There was so much press surrounding the release of the movie, Oscar buzz for Saoirse Ronan and the fans of the book coming out and declaring how excited they were to see it translated onto the big screen. Then came the reviews, and any I heard were not favourable. Maybe that was why I steered clear of the movie for a while. Whatever the reason, I am happy I did.
The Lovely Bones is the story of Susie Salmon (Ronan). She is murdered at the age of 14 and spends the next several years watching her family deal with her death and coming to terms with it herself. She is not quite in heaven, but as her young brother Buckley, so astutely observes, she is in the inbetween. Susie is frozen in time at the moment that she died; she never gets any older, but she watches her family grow and change without her.
Peter Jackson’s adaptation of Alice Sebold’s novel The Lovely Bones was one of the most anticipated films of recent times. Many people were interested to see what Jackson would do with material as ‘non epic’ as the book, especially after The Lord of the Rings trilogy and King Kong. Jackson manages to strike the perfect tome in this film. The tone of love and loss and the idea that there is little more than a veil or a pane of glass separating this world from the next.

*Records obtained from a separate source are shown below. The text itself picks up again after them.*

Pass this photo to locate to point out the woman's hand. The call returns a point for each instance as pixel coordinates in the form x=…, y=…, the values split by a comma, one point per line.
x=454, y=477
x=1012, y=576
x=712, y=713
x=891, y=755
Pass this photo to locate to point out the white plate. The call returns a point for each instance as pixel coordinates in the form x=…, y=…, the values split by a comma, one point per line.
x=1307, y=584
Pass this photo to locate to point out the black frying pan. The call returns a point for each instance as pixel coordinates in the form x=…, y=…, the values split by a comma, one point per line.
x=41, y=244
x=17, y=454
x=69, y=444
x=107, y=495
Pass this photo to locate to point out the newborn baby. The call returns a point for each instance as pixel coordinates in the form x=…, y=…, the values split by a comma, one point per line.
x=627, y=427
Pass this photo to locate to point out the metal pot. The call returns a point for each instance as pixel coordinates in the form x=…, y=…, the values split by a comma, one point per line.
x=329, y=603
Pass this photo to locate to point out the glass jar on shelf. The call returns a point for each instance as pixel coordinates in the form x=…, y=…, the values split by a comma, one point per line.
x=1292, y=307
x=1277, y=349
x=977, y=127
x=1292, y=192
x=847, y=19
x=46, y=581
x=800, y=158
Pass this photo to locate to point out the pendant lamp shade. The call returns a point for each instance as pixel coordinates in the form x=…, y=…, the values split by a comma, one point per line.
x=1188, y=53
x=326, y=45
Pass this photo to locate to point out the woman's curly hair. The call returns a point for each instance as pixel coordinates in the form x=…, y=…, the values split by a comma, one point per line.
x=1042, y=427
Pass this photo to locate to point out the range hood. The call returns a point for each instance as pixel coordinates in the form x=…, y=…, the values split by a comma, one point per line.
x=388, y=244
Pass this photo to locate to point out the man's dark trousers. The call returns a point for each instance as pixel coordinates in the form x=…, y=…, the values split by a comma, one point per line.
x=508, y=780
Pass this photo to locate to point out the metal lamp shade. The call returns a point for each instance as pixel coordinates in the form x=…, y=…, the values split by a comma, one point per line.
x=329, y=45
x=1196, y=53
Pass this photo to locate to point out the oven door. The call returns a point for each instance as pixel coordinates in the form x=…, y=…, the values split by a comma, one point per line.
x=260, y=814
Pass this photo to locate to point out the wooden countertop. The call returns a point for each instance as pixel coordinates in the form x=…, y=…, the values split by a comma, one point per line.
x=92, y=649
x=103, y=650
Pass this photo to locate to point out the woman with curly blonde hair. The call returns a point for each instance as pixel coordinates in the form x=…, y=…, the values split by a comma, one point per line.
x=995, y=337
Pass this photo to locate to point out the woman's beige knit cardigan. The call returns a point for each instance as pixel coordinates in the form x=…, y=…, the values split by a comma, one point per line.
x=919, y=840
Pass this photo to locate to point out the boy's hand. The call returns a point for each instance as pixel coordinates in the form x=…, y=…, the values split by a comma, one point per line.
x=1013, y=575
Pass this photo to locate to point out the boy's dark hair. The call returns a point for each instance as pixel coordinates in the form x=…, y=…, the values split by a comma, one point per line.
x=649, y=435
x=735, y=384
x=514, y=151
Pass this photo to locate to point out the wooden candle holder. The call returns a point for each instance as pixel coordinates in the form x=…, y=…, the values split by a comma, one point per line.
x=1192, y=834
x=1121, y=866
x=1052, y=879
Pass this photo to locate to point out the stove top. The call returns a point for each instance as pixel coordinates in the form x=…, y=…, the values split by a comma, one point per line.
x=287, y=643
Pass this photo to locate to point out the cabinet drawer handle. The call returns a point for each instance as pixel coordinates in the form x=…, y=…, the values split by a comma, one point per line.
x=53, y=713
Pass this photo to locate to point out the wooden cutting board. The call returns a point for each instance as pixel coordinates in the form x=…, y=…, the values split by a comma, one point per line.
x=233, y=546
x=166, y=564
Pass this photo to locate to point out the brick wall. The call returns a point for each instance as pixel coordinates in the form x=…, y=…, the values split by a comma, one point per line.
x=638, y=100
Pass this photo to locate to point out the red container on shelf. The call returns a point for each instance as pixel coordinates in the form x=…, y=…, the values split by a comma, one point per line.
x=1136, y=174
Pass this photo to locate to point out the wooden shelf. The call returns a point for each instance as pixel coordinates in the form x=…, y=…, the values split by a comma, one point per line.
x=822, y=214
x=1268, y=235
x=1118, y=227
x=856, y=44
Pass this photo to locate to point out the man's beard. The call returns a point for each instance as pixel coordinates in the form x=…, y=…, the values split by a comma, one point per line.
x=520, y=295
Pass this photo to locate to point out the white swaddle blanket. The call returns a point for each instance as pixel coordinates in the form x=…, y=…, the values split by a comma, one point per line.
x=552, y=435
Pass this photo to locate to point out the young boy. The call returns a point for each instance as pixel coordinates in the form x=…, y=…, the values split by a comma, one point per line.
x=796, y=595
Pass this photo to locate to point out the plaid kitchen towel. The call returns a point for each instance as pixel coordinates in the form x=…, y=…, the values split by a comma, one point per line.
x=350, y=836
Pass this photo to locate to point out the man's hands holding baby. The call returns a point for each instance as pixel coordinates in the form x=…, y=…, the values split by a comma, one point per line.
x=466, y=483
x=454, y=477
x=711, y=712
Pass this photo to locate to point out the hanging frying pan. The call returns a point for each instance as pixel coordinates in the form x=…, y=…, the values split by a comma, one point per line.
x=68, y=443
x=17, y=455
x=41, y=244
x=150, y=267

The idea of heaven is a difficult one to capture on screen, like the idea of the future, as often it is going to be wrong. Or more correctly, people are going to disagree with it. The description of Susie’s heaven is fairly clearly laid out in Sebold’s book, but Jackson manages to translate it well onto the screen. The problem is, as was the problem with LOTR, sometimes it seems as though there is too much of a focus on the style of the movie, than the content. Happily, just as this is beginning to happen, as soon as the audience starts to feel that they are being drawn into CGI and over sentimental ideas of what happens to us after we die, we are brought back down to earth (literally) as Susie watches her family search for her killer.
Mark Wahlberg and Rachel Weisz don’t have a lot to do in the movie as this really is Susie’s story. There is a nice little undertone with Susie and her father as we watch him grieve. This draws attention to the nature of the father – daughter relationship and how it differs with Susie’s relationship with her mother.
The standout performance of the film really is Stanley Tucci as Susie’s neighbour, Mr Harvey. He is absolutely terrifying even though he is rarely anything but polite. It is in his glances and twitches that his nature is revealed and in this the fear of the character is created. We only ever see him lose his cool in the film once – when he actually drags Susie back into the room that he kills her in – but even this is not the scary part. It is the facade that he creates, the polite calm that is truly unnerving.
While the book is faithful in tone and to the main events of the book, many things have been changed. The sexual abuse of Susie is removed from the film, but implied, as is her murder as an event in itself. There is a lot of focus in the book on Ray Singh, but most of his story is removed from the film, apart from the fact that he was Susie’s first encounter with romance, a notion that she carries with her throughout the film. Other ideas like Susie’s mum’s affair with the policeman investigating her disappearance and Ray’s affair with Ruth are totally removed. The timeline of the film is also a lot shorter than that of the book.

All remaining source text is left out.